Tools of ChangeI’m thrilled to be heading to New York for this year’s Tools of Change for Publishing conference. I’ll be presenting along with Michael Smith of Worldreader in a session called “Disruptive Innovations In Emerging Markets: Mxit, Siyavula, Paperight and Worldreader“.

Here is an excerpt from my notes for the talk.

I think the real challenge for publishing is to appeal to new markets of young people in places where there are no bookstores or libraries or electronics stores or affordable Internet data. The size of the markets we’ve been selling to for the last hundred years are a drop in the ocean compared to this audience. Most are in developing countries.
We have to introduce completely new value propositions for these markets. A value proposition means: what do you get for how much money and in what way?
Clayton Christensen explained in The Innovator’s Dilemma fifteen years ago why it’s extremely difficult for established companies to create new value propositions. Often, the only way to do it is through acquisition or by spinning out entirely independent business units that can experiment freely and fail with confidence.
So the most promising innovations are most likely going to come from small players, who are able to grow in emerging markets with low margins.

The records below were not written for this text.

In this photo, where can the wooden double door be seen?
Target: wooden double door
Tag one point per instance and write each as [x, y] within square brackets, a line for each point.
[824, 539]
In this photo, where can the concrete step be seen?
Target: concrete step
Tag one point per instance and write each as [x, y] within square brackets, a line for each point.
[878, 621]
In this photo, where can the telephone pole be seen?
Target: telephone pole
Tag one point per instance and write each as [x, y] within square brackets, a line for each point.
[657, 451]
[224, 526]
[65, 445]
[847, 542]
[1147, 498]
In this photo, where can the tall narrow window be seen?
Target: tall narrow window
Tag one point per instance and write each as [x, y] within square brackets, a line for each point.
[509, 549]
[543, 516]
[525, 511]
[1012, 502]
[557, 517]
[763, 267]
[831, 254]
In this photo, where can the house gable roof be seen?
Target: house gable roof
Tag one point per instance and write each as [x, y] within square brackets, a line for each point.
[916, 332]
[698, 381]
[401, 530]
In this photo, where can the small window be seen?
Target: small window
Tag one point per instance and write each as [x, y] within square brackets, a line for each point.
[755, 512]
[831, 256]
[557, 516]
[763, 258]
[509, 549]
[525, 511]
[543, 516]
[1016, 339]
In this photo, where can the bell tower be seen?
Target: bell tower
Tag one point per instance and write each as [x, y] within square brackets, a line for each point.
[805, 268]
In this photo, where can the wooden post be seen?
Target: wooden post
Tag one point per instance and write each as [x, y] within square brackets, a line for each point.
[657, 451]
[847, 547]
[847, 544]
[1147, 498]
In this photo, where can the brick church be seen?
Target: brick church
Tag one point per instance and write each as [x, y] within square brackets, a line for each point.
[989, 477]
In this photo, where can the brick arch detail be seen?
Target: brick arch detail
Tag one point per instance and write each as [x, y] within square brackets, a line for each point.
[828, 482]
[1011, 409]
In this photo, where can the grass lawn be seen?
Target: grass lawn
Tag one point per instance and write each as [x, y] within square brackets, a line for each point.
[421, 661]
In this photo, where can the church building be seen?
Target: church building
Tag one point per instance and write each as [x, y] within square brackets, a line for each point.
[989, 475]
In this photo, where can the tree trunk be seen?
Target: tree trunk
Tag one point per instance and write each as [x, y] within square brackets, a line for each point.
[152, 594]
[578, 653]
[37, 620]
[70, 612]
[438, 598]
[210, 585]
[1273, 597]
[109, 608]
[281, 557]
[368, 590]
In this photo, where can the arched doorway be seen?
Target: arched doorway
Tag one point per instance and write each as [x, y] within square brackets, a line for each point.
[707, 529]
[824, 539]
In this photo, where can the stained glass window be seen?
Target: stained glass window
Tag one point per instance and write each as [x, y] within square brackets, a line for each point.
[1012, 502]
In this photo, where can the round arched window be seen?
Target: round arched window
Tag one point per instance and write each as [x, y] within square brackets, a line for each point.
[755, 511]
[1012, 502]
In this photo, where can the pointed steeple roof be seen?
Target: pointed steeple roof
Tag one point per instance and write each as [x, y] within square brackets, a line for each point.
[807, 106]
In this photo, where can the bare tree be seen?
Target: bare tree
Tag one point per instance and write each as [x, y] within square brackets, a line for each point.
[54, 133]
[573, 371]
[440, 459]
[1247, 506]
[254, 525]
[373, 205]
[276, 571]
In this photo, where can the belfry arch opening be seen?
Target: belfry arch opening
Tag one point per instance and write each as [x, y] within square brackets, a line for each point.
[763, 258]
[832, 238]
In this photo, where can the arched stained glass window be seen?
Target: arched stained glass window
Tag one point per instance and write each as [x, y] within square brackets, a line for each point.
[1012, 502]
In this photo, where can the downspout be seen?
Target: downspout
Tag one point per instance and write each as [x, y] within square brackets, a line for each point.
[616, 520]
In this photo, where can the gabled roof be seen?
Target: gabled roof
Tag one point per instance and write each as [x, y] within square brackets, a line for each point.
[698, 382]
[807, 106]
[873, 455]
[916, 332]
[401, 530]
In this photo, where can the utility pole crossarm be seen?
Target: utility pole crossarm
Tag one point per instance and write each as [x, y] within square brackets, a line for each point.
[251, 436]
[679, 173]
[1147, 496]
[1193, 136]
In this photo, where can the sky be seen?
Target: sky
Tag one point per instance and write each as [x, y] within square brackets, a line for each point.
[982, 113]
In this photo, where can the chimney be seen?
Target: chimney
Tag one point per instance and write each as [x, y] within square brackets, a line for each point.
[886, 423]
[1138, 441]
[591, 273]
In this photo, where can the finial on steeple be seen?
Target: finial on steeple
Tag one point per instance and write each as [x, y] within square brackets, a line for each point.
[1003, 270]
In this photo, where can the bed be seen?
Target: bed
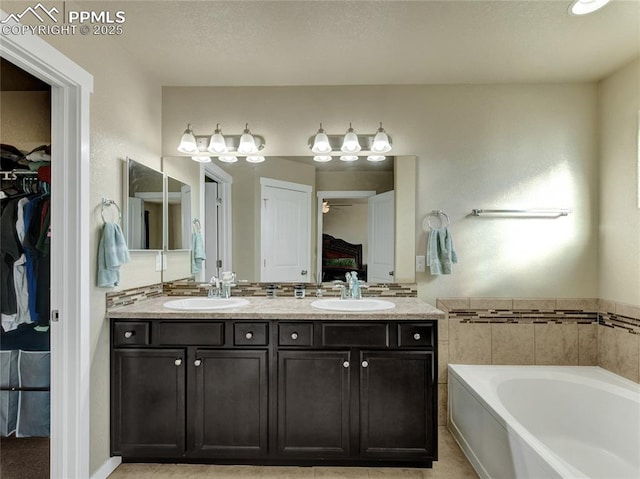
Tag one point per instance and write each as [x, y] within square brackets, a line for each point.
[340, 257]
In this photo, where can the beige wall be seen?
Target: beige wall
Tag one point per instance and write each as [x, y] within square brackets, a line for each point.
[478, 146]
[125, 121]
[25, 119]
[619, 256]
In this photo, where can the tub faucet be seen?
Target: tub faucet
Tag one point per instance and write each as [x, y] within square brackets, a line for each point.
[214, 288]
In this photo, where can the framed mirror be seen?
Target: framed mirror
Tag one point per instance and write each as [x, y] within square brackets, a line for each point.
[179, 222]
[143, 206]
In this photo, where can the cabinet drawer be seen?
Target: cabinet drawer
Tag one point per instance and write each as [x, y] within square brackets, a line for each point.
[295, 334]
[250, 334]
[411, 335]
[187, 333]
[355, 335]
[127, 333]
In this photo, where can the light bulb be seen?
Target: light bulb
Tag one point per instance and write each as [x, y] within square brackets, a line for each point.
[321, 142]
[247, 144]
[188, 141]
[381, 142]
[217, 143]
[350, 143]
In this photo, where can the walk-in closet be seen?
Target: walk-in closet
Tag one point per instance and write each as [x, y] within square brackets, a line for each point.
[25, 137]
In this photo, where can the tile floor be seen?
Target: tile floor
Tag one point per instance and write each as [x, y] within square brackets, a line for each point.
[451, 465]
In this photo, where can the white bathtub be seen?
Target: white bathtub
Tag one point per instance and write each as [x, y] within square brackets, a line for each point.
[546, 421]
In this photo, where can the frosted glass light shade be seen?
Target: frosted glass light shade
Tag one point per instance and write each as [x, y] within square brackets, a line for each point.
[582, 7]
[321, 142]
[381, 142]
[188, 142]
[228, 159]
[350, 144]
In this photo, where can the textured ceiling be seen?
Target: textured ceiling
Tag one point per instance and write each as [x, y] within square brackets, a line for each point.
[210, 43]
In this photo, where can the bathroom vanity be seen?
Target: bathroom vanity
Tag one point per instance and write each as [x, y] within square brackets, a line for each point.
[275, 382]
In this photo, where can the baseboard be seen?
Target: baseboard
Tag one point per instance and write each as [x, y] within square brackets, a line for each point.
[107, 468]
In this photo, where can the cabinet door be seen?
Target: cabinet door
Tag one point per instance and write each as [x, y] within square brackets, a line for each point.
[313, 403]
[397, 405]
[148, 402]
[230, 402]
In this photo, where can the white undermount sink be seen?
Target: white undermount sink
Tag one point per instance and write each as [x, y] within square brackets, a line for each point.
[205, 304]
[368, 304]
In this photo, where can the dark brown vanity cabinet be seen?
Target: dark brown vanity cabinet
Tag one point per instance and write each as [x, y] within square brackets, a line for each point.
[275, 392]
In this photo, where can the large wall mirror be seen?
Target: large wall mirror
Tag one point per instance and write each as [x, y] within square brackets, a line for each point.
[345, 219]
[143, 206]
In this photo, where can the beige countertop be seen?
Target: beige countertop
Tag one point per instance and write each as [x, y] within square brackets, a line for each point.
[277, 308]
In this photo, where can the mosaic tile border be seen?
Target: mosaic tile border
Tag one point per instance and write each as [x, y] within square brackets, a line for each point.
[133, 295]
[191, 288]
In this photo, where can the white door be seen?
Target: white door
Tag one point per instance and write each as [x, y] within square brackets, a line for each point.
[381, 264]
[211, 230]
[285, 231]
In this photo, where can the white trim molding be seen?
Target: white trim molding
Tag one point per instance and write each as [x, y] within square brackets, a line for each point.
[71, 87]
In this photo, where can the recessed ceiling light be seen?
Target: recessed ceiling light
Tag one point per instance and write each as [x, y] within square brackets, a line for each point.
[582, 7]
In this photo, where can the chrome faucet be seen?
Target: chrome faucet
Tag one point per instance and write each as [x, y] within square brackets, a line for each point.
[214, 288]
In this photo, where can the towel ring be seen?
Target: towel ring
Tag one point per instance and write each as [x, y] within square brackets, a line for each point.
[442, 217]
[106, 203]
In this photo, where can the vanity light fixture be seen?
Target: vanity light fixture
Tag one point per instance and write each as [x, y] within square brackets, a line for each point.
[350, 144]
[582, 7]
[188, 142]
[197, 146]
[321, 143]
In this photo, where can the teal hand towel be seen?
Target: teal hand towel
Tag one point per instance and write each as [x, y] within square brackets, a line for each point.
[440, 253]
[197, 252]
[112, 253]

No market needs a new value proposition more than the poor in developing countries, like the forty million people in South Africa who’ve likely never bought a book, but who all have a mobile phone and limited access to data. There is today simply no compelling reason for them to buy a printed book or an ebook given current prices and processes.
Three South African platforms in particular are tackling low literacy and book-purchasing rates in this market by changing the traditional publishing value proposition:
1. The first is a family of projects publishing stories on mobile phone app Mxit;
2. the second integrates textbooks with online media optimised for phones; and
3. the third is my own project, helping the ubiquitous photocopy shop legally print books out anywhere.